What were the key findings of Dominion Voting Systems' 2024 security audits?
Executive summary
Available sources show multiple 2024 security reviews and audits of Dominion systems produced mixed findings: federal and vendor testing reports largely found systems met certification tests and produced expected results [1], while independent researchers identified vulnerabilities — including ballot-ordering (privacy) flaws and software weaknesses that Dominion patched after disclosure [2] [3]. Coverage includes vendor statements stressing audit/recount confirmations of accuracy [4] [5] and independent lab or academic reports highlighting exploitable issues if physical or operational protections fail [2] [3].
1. Certification testing: formal tests largely met expectations
Federal Voting System Test Laboratory reports for Dominion’s D-Suite (e.g., D-Suite 5.20) record that “all actual results obtained during test execution matching the expected results,” indicating that security and functionality test cases in the certification process returned expected outcomes [1]. County-level testing in places such as Maricopa County likewise emphasizes that independent Voting System Test Laboratories analyzed equipment and found air-gapped systems and no evidence of backdoor access in their formal audits [6]. These documents form the official baseline that vendors and many election officials cite when asserting that certified equipment passed required security checks [1] [6].
2. Vendor and government statements: no evidence of manipulated outcomes
Dominion’s public messaging and legal filings reiterate broader government findings that there is no evidence voting systems deleted, changed, or lost votes in recent elections; company materials cite CISA and other official statements to that effect [4]. Dominion also notes thousands of audits and recounts since 2020 that it says confirm accuracy and reliability of its certified systems [5] [4]. Those statements are part of the company’s response to post‑2020 controversies and are used to argue that tabulation results have been repeatedly validated [4] [5].
3. Independent researchers: technical vulnerabilities and privacy risks uncovered
Academic and independent security researchers reported concrete technical vulnerabilities in Dominion equipment in 2024. J. Alex Halderman’s team documented flaws — including weak default credentials, buffer overflows, and encryption gaps — that could be exploited by someone with brief physical access; Dominion developed patches after disclosure [2]. Separately, a USENIX Security paper found a ballot-randomization flaw in precinct scanners that could allow predictable ordering and thereby risk linking ballots to voters, undermining secret-ballot protections used across multiple states [2] [7]. These findings emphasize that real-world attack feasibility often depends on the attacker gaining some level of physical or procedural access [2].
4. Patching and mitigation: vendor responses and persistent operational choices
Dominion responded to disclosed vulnerabilities by producing software patches and recommending mitigation steps; CISA advisories also listed configuration and procedural mitigations for ImageCast X systems and warned of residual risks if upgrades leave devices in insecure states [3] [2]. However, implementation depended on jurisdictions: Georgia officials, for instance, deferred some updates until after the 2024 election, with state leaders publicly characterizing some risks as theoretical while researchers warned the Coffee County incident showed physical access can occur [2]. This illustrates a tension between immediate patching and election-administration choices to avoid mid-election software changes [2] [3].

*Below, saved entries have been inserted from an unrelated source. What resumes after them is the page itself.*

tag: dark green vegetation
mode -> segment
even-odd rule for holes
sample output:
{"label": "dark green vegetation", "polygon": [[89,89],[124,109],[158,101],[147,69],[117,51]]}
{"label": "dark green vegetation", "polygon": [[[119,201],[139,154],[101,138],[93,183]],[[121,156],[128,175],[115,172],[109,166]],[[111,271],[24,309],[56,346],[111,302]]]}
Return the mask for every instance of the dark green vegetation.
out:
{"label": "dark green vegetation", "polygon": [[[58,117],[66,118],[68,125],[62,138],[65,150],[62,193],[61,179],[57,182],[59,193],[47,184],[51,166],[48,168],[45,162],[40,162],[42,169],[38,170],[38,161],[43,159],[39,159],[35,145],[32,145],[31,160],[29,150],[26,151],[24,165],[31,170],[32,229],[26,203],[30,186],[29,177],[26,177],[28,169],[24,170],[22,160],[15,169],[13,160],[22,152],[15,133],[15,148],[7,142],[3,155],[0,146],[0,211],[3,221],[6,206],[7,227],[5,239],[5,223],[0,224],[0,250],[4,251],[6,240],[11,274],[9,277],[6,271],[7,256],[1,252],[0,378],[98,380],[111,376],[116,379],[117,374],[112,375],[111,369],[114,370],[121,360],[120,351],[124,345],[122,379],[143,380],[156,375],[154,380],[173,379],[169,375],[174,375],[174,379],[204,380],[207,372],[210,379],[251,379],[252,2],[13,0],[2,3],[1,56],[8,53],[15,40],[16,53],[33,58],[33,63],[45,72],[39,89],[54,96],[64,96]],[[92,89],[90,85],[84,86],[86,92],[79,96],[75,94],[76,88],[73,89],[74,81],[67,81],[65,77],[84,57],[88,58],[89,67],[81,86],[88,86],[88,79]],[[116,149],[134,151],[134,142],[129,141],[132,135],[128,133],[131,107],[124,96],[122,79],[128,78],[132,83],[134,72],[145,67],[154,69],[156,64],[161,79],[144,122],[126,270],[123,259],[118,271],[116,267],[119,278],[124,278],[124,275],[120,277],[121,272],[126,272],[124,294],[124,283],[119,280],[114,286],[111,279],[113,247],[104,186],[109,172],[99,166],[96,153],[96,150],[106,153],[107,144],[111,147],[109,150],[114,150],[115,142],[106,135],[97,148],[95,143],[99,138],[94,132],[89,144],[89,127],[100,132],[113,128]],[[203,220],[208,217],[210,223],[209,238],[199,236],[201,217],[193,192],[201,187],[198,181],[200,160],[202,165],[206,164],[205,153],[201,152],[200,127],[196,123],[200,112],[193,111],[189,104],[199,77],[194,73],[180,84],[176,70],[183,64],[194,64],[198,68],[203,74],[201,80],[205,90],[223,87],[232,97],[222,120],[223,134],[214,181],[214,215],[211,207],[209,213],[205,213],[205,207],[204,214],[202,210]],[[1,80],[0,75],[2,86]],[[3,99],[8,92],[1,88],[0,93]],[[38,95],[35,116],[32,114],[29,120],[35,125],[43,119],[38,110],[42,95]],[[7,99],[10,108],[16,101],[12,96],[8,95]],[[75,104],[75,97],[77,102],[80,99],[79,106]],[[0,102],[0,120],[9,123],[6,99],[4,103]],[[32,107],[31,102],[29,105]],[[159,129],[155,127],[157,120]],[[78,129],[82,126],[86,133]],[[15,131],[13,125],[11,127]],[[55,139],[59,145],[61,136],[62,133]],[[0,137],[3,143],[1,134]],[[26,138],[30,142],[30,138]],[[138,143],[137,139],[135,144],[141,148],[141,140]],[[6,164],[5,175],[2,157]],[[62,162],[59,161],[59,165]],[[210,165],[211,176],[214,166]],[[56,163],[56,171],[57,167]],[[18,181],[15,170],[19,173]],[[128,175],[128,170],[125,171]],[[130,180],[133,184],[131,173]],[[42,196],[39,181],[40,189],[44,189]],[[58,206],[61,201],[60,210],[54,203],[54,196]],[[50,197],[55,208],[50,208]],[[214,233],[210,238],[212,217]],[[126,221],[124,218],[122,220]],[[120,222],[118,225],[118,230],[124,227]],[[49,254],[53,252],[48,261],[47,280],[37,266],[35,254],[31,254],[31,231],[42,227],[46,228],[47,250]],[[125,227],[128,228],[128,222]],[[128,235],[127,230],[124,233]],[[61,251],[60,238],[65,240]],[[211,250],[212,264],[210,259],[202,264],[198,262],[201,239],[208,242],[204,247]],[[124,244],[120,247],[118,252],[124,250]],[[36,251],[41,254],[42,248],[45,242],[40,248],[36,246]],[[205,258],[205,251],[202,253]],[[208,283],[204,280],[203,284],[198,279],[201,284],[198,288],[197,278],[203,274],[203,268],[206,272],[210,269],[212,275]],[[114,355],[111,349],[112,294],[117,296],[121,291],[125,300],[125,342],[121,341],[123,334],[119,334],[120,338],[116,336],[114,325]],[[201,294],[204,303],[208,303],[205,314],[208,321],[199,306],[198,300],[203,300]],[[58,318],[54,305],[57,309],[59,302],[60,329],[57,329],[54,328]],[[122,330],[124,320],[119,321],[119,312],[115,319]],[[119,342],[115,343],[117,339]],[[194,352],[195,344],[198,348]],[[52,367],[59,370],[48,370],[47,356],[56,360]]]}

5. What these audits and reports agree and where they diverge
There is agreement that certified systems functioned as tested and that audits/recounts generally confirmed tabulation results [1] [6] [4]. The divergence arises over real-world exploitability: certification and county test labs emphasize closed, air-gapped designs and passing test cases [1] [6], while security researchers argue that specific software flaws and predictable ballot ordering could be exploited when operational controls (e.g., physical security, timely patching, ballot-data sanitization) fail [2] [3]. Both perspectives are present in the record, and both stress different parts of election security: formal compliance vs. adversarial threat modeling.
6. Limitations of available reporting and unanswered questions
Available sources do not provide a single, consolidated “2024 security audit” narrative that lists all findings across jurisdictions; instead the record consists of vendor reports, EAC test reports, CISA advisories, county audits, and independent academic analyses [1] [3] [6] [2]. Sources do not enumerate every patched issue or provide a universal assessment of whether every jurisdiction implemented recommended mitigations — some jurisdictions delayed updates [2]. For claims not covered here (for example, specific exploit demonstrations beyond reported lab work or post‑patch verification across all deployments), available sources do not mention those details.
7. Bottom line for readers: accuracy affirmed, vulnerabilities documented, context matters
The official testing and recounts cited by Dominion and testing labs support the conclusion that tabulation results matched expectations and that certified systems met test criteria [1] [6] [4]. Independent researchers documented meaningful vulnerabilities — particularly around privacy of ballot ordering and the risks that come from physical access and misconfiguration — and those findings led to patches and advisories [2] [3]. Voters and officials should therefore treat the situation as one where audit/recount evidence supports result accuracy while continuing to address and mitigate technical and operational vulnerabilities identified by researchers [4] [2] [3].